This windowless airplane gives passengers a 360-degree view by projecting the view from external cameras onto the cabin walls and ceilings. Now that's a flight we want to take.
You don’t need a window for these views. Paris-based design company Technicon Design recently won an award for their IXION Windowless Jet Concept. The idea is to provide a 360-degree view using cameras mounted on the plane’s exterior to capture the scenery and then project that on high-res screen on the interior cabin walls and ceiling.
And actually any scene could be displayed on the interior. Let’s say the view is mostly clouds or ocean. How about displaying a rainforest? A flight through the Grand Canyon? A trip to the Moon?
Solar panels on the exterior would help power the displays.
Removing windows has its advantages, too. It reduces the materials and cost needed as well as reducing the weight of the plane. Not having windows allows for a greater flexibility of the interior design of the aircraft, too.
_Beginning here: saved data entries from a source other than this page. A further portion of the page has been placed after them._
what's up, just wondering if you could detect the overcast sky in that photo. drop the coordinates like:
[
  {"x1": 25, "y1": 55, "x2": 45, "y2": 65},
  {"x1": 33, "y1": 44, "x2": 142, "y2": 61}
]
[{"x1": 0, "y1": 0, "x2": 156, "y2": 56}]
“The ethos of the project is simple, to challenge current thinking, and propose something a little different, but not just a fantasy. It has to be credible and relevant, yet provoke discussion,” design director Gareth Davies said in a press release.
See the video below.
Other aircrafts are exploring similar ideas of transparent cabins. In 2012 at the Paris Air Show, Airbus presented an aircraft with an interior fuselage made of displays. And earlier this year, Boston engineering firm Spike Aerospace unveiled a windowless supersonic jet with displays.